The next morning, we drove the hour it takes to get to the UNC dialysis clinic.  They drew a culture, and they felt that it looked cloudy.  Cloudy typically means peritonitis.  They sent us straight to the hospital to be admitted.  She did not have any other signs of infection, but we reluctantly went on to the hospital.  We sat for several hours in the lobby waiting to be admitted.  (not easy with an antsy 3 yo who really needs her nap right after lunch each day)  They finally got her in a room late that afternoon.  It was a room with a view.  I could see the entire parking garage, and our van was parked on the top floor so I could watch it.  Oh, and behind all of the parking garages, there actually was a nice view of rolling hills in the distance.

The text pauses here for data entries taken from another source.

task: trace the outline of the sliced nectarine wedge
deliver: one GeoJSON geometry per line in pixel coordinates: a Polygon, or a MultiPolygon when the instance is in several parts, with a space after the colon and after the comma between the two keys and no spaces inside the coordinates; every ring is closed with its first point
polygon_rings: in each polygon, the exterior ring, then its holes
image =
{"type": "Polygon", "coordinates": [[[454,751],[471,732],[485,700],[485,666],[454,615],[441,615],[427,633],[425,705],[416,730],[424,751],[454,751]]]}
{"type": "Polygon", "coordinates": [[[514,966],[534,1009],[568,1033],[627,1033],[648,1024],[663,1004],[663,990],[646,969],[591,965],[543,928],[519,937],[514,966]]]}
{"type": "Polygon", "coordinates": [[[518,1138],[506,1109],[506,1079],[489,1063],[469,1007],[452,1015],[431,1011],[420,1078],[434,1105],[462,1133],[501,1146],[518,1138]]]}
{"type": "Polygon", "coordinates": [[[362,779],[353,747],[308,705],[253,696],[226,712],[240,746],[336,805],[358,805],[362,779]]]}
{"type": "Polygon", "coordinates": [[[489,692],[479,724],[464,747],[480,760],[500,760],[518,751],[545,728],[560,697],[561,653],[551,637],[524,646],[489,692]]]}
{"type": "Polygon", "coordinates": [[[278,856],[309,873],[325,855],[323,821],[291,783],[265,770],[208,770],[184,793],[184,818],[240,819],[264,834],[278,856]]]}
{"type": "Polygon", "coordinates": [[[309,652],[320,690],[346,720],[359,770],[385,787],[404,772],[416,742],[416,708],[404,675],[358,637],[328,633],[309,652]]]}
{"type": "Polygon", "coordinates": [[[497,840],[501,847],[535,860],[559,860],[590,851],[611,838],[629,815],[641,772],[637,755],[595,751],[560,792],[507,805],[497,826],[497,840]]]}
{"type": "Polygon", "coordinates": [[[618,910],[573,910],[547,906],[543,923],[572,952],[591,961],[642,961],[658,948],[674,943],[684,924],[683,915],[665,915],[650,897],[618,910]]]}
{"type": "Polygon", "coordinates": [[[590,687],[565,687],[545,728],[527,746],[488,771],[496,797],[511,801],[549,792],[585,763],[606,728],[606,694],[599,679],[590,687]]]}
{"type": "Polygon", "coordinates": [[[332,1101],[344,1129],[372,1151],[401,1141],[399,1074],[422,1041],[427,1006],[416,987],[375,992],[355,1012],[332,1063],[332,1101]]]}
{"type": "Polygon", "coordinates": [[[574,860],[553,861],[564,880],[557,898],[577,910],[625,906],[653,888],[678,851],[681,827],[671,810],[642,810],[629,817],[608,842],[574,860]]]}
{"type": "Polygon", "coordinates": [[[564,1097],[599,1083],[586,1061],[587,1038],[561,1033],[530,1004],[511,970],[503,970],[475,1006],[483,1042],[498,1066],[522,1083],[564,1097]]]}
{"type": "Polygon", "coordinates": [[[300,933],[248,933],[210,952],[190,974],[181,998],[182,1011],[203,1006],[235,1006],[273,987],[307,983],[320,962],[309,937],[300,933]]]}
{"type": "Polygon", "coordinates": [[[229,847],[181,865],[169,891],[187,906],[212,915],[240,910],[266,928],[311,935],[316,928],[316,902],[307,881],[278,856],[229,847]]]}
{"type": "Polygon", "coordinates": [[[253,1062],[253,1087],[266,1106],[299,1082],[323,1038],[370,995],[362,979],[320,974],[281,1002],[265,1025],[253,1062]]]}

We did as we were advised, and we spent the night.  They watched her closely.  She never showed any other signs of an infection.  She had no fever.  Her appetite was better than usual.  She was running, jumping, climbing, and filled with energy.  This kid was fine.  The next day, we told the doctors that we were ready to take her home.  There wasn't anything they could do at the hospital but watch her.  We can watch her at home for free.  So, they weren't pleased, but we came to a compromise, and they approved her discharge.

We called in on Sunday evening for the official results of the culture.  It was negative.  She did not have peritonitis!!!!  So, we felt good.  We did the right things.  We made the right decisions.  We thank God for His protection.

This Wednesday Piper has her first appointment at Duke.  I'm very excited to have this transition complete, and find out what our next steps are.